Overall, the rate of Type 2 Diabetes among youth treated with antipsychotics was 0.72% compared to a rate of 0.27% in psychiatrically ill youth not given antipsychotic medication. This difference, when controlling for potential confounds, resulted in a significantly elevated odds ratio of 1.60. Being female and being older at the time of diagnosis was also related to diabetes. When metformin was excluded as an indicator of diabetes (because of the possibility that it was being used in many cases to treat wait gain and protect against the development of diabetes), the odds ratio related to antipsychotic use went up to 3.71; however, this odds ratio was no longer significant due to such a small number of cases. (The authors state in the discussion that metformin is rarely used in Denmark for weight control). Overall, the number needed to harm was calculated at 224.
The authors concluded that antipsychotic medication use does increase the risk of developing Type 2 Diabetes. In the Discussion section, they recommend close adherence to indication and metabolic monitoring guidelines.

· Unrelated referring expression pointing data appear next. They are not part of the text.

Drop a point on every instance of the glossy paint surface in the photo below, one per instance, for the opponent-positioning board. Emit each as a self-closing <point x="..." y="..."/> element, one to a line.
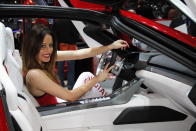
<point x="188" y="39"/>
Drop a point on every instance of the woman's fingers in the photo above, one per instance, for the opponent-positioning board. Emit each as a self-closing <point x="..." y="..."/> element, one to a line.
<point x="110" y="68"/>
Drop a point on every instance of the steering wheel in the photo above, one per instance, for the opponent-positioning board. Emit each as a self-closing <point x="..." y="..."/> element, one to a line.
<point x="110" y="57"/>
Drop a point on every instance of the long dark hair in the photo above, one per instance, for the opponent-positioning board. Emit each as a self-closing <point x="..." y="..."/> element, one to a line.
<point x="31" y="47"/>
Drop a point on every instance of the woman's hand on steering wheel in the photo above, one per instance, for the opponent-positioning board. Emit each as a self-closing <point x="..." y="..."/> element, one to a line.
<point x="105" y="74"/>
<point x="119" y="44"/>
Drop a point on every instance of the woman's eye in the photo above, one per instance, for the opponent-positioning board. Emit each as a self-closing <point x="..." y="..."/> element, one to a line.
<point x="51" y="45"/>
<point x="43" y="46"/>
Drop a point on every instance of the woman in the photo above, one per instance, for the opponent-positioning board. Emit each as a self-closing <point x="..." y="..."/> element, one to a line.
<point x="39" y="55"/>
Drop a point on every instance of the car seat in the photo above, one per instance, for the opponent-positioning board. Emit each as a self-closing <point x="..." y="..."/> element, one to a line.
<point x="19" y="104"/>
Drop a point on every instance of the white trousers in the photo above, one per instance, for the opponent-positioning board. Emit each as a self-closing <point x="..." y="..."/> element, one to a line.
<point x="95" y="91"/>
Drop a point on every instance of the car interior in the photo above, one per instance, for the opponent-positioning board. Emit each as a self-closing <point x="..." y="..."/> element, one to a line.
<point x="151" y="91"/>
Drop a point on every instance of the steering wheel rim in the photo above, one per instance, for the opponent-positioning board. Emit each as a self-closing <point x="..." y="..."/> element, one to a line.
<point x="104" y="60"/>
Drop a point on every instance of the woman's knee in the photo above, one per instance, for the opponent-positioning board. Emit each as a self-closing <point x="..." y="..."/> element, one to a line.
<point x="86" y="74"/>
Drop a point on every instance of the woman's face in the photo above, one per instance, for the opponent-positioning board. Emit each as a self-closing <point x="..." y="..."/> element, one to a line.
<point x="46" y="49"/>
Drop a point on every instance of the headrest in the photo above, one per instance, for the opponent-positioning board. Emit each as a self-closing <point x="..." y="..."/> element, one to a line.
<point x="10" y="39"/>
<point x="3" y="45"/>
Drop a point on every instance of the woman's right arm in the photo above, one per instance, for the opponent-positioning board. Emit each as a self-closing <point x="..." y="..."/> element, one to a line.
<point x="39" y="81"/>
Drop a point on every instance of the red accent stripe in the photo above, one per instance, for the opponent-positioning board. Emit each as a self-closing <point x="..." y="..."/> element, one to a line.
<point x="187" y="39"/>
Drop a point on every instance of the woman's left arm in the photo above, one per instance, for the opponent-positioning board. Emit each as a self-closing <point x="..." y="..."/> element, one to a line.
<point x="90" y="52"/>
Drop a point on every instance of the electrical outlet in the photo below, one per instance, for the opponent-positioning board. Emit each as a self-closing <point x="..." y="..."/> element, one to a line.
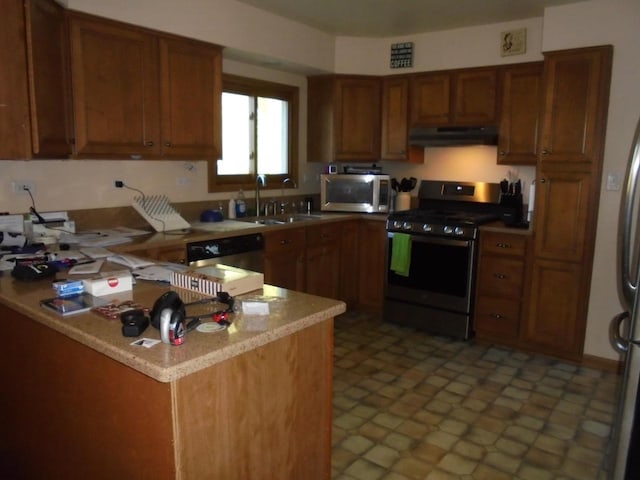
<point x="21" y="186"/>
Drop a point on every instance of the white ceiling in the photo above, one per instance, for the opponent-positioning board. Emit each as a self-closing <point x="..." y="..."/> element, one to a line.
<point x="390" y="18"/>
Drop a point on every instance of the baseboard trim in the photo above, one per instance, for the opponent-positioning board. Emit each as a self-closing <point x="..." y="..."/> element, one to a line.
<point x="600" y="363"/>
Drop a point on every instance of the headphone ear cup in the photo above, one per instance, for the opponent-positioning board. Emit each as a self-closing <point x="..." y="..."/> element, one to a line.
<point x="168" y="300"/>
<point x="165" y="321"/>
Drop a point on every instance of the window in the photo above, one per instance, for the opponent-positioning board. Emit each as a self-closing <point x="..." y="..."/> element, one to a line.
<point x="259" y="134"/>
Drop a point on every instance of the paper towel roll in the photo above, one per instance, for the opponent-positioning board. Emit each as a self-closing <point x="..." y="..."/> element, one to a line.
<point x="532" y="199"/>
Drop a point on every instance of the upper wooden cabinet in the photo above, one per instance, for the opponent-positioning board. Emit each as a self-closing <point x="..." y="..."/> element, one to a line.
<point x="520" y="114"/>
<point x="573" y="127"/>
<point x="191" y="86"/>
<point x="34" y="120"/>
<point x="395" y="118"/>
<point x="568" y="187"/>
<point x="144" y="95"/>
<point x="458" y="97"/>
<point x="343" y="119"/>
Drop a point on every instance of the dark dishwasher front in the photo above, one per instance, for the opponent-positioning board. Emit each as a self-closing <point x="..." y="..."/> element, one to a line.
<point x="245" y="251"/>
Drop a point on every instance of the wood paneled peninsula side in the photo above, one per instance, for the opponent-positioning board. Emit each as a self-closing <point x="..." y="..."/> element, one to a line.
<point x="79" y="401"/>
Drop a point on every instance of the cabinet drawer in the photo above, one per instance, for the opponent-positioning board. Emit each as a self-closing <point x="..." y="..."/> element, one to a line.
<point x="290" y="240"/>
<point x="501" y="276"/>
<point x="322" y="234"/>
<point x="503" y="243"/>
<point x="497" y="316"/>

It is nice to have some specific numbers to talk about when having discussion of potential side effects that don’t rely on small and short-term clinical trials. At the same time, however, these kinds of large registry databases can struggle with measuring other factors that may be important, such as compliance with treatment and overall duration. If milder diabetes was diagnosed but controlled through nonpharmacological means, for example, this study would have misclassified these children.
It will also be interesting to see how this Diabetes risk will be interpreted. An 60% increase sounds like a lot, yet the overall rate was 0.72% which is likely lower than many people were expecting. Several of the authors have rather extensive ties to various pharmaceutical companies, which will likely cause some people to discount the results. As far as I can see, the study has not received much press at all, perhaps because the results were not that dramatic in either direction.
Reference
Nielsen RE, et al. Risk of Diabetes in Children and Adolescents Exposed to Antipsychotics: A Nationwide 12-Year Case-Control Study. JAACAP. 53(9):971–979, 2014.